Make a dashboard, using ActiveData, detailing failures down to the individual test. Here is a super rough initial version, just to give a taste. Click on a test failure. http://activedata.allizom.org/tools/failures2.html
Created attachment 8671573 [details] 2015-10-08 16-06-51.png The revisions are simply in push_date order, the y-axis is the test duration.
I hope you drink coffee. You should go get one. This page is really slow; it will download thousands of errors from the past day. Too many errors in one day, and you will crash your browser.

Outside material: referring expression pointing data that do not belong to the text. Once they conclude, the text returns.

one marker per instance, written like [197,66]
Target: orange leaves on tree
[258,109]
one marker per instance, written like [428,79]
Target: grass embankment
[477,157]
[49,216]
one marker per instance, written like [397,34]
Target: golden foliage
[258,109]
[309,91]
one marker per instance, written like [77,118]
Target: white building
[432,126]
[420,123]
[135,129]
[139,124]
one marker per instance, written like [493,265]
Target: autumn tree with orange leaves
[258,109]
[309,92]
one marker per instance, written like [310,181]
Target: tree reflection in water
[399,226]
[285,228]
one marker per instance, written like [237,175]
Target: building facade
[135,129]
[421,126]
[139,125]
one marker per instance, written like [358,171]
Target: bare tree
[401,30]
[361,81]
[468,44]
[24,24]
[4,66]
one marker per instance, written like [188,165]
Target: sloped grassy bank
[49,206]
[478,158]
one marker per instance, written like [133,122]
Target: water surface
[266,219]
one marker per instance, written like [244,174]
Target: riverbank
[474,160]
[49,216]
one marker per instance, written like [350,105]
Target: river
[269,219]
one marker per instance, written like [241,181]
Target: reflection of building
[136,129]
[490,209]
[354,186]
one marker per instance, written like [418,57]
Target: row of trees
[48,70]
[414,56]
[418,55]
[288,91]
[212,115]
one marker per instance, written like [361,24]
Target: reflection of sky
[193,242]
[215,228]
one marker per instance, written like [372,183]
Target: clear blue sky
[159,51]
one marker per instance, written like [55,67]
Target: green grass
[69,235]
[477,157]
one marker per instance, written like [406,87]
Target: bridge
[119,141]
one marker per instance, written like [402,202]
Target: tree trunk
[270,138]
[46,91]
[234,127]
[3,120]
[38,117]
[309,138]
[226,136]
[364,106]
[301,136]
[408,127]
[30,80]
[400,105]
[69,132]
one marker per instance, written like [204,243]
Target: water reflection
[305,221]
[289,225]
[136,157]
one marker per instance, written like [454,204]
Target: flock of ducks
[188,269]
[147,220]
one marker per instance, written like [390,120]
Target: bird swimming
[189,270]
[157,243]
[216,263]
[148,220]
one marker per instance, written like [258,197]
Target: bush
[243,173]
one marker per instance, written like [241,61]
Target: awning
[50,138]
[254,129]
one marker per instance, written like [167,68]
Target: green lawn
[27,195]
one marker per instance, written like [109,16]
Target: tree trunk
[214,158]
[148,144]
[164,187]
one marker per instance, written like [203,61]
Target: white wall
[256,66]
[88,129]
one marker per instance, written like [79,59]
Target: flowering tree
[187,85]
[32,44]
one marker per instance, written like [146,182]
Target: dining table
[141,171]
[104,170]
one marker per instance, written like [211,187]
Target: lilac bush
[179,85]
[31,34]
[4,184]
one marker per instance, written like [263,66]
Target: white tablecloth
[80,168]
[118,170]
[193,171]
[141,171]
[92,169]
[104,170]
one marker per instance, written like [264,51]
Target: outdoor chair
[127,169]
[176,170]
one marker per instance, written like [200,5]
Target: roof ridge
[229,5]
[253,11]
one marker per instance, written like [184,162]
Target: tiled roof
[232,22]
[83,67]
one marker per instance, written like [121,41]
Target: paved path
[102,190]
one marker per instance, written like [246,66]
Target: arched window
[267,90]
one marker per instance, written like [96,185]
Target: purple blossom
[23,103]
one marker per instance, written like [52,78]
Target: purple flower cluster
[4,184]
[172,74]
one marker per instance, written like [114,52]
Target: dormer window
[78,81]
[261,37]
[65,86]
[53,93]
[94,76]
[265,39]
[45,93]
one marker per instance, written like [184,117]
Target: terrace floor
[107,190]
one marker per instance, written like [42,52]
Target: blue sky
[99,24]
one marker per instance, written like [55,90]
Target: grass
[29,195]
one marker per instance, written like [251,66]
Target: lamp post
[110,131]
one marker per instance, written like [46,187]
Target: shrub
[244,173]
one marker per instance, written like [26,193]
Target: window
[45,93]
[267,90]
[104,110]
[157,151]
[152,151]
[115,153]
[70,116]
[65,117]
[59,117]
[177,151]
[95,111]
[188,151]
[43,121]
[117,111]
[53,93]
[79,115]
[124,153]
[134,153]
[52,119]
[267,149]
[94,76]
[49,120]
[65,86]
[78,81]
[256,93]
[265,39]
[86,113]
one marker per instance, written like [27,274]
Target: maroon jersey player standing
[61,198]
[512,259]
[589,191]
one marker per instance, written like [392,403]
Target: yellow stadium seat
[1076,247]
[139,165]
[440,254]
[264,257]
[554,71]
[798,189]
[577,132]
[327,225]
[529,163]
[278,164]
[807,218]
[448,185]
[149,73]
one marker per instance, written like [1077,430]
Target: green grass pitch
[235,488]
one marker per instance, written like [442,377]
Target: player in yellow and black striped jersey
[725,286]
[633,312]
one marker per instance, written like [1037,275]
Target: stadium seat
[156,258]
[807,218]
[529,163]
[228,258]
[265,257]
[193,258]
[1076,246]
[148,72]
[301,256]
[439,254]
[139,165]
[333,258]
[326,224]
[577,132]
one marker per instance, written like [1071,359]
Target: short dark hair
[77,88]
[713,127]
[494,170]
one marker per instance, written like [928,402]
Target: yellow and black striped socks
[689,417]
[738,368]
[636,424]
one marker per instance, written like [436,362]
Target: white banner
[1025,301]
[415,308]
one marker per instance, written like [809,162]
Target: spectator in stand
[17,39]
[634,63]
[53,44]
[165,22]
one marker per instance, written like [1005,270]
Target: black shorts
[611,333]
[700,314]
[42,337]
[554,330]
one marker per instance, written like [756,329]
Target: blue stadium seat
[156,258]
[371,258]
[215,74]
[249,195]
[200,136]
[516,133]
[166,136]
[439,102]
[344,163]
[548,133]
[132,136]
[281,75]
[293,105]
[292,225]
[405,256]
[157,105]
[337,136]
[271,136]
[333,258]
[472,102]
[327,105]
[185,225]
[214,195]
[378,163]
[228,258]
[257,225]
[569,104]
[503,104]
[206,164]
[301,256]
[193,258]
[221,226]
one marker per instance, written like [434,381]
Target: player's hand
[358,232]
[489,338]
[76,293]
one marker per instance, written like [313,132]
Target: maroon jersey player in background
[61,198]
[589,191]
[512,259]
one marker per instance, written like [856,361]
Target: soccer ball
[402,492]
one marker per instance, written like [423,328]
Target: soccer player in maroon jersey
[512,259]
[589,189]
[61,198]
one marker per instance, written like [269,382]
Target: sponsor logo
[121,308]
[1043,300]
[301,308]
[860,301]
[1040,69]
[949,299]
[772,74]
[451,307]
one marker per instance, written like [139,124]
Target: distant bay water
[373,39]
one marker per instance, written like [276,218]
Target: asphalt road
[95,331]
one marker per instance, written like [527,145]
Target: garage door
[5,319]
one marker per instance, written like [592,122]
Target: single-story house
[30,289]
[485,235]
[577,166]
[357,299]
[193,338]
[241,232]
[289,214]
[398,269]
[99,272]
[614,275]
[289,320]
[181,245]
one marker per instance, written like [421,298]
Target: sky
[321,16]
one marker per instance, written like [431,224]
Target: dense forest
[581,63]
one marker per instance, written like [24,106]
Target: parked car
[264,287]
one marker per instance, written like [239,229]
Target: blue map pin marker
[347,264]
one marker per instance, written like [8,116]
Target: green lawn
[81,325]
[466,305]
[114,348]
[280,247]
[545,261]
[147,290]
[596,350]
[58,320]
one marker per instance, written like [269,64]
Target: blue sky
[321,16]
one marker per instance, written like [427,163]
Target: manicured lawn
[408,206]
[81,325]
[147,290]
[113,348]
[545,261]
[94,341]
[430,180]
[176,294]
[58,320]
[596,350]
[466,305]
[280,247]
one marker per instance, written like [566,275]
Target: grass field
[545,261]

I had some time to work on this. It is in debug mode so it is faster. The new location will be my people page . The code  is now separate from the ActiveData project. Since it is debug mode, you only a sample of the failures from today are showing right now. If you exclude some categories, and reload, you will get another sample. Due to the size of the `unittest` table, and given the small number of machines we are limited to, we must build a cache for the full error set, or optimize ActiveData to deal with the query.  http://people.mozilla.org/~klahnakoski/testfailures/failures.html  https://github.com/klahnakoski/TestFailures
To make this useful it must point out the most egregious failures (eg fails high percent of the time), or point out recent increases in intermittents. Neither of these is hard to detect, the hard part is sorting the approximately one million combinations, most of which are uninteresting, and making it fast. The million aggregates is too large for memory, or network, so it requires a container to hold them and query them. I believe the solution is a materialized view over the whole, with a script keeping that view up to date. Implementing materialized views is too much work for this objective; but defining the API for materialized views, and faking the implementation for this use case, should be in scope.
Maybe prioritizing all test failures by "interestingness" can be pushed outside the scope of this bug. If we have a simple text search, then we can view any test over time. We can push the problem of highlighting "interesting" to the regression-detection module. Having a store of alerts can be used in this dashboard at a later time.